Пример журнала Cell не единичен. Чтобы не прослыть расистами, редакционные советы научных изданий все чаще стараются приглашать в свой состав побольше «небелых не мужчин», даже если их наукометрические показатели далеки от изначально высоких требований таких изданий.
Конечно, есть и те, кто считает, что «новая этика», требующая делать акцент не на профессиональных качествах, а на цвете кожи ученых, приведет к деградации науки и образования в США. Более того, немногие оставшиеся интеллектуалы обращают внимание на то, что ничего общего с истинной заботой о «расовой справедливости» это поветрие не имеет, а главные его апологеты – не негры, а белые леваки. Но эти разговоры ведутся в основном в частном порядке или анонимно в блогах и чатах. Называть публично вещи своими вещами сегодня уже мало кто решается.

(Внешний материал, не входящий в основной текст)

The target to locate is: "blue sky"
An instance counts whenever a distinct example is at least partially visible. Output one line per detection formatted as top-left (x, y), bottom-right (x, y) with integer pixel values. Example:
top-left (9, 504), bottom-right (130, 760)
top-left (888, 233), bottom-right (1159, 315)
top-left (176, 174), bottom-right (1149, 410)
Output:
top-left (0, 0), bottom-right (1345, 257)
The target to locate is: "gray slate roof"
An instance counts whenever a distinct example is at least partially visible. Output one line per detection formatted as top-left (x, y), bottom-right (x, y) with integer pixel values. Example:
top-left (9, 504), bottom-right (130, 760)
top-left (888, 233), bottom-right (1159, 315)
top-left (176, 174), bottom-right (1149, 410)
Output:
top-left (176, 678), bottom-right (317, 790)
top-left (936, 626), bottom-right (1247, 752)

Сторонники «новой инклюзивности» убеждают остальную Америку, что эта политика направлена исключительно на обогащение и расширение кругозора учеников и приведение профессиональных сообществ в соответствие с реалиями современного – все более небелого – мира. А значит, теперь в школах, проходя, например, «Приключения Гекльберри Финна», нужно акцентировать внимание не только на главном герое, но и в равной степени на беглом негре Джиме. И, конечно же, заранее обговаривать с учениками неприемлемость использования «Н-слова» – этим эвфемизмом в Америке стыдливо заменяют слово «ниггер», часто встречающееся в книге.

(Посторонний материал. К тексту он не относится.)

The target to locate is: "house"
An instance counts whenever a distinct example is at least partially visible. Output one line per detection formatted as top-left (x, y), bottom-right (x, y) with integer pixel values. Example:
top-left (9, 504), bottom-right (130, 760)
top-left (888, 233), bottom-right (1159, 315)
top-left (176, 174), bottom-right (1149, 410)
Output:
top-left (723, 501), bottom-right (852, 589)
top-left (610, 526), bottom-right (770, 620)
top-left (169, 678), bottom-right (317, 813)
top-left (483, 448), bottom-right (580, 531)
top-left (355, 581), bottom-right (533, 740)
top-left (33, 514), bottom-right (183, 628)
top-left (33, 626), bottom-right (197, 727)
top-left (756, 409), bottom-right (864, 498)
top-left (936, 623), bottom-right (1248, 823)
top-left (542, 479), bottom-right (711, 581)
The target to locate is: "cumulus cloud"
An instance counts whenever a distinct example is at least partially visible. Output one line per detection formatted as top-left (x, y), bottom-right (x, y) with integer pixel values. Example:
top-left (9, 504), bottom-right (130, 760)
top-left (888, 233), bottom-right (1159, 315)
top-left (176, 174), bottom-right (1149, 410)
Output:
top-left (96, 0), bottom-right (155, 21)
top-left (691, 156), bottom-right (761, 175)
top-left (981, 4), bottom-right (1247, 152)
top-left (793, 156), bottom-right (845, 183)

Именно в таком ключе выдержан ответ The Atlantic автору письма, процитированного в начале статьи. «У многих родителей, которые нам пишут, попытки школ стать более инклюзивными вызывают такое же неприятие… Но цель [приглашенных внешних консультантов] – именно в том, чтобы обогатить и расширить кругозор каждого ученика… Что касается учебной программы, то во многих школах она действительно слишком «белая», европоцентричная и поэтому должна быть изменена ради большего разнообразия… Ваш ребенок обязательно должен читать про Гека Финна… Но если в школе не преподают такие книги, как «Повесть о жизни Фредерика Дугласа» (рассказ о жизни в рабстве, побеге и обретении свободы Фредерика Дугласа, ставшего одним из лидеров борьбы за отмену рабства. – «Профиль»), то можно считать, что школа вообще ничего не рассказывает вашему ребенку о периоде рабства… А то, что общество считает «классикой», со временем меняется – и должно меняться, – и подобная политика школ является частью этого процесса».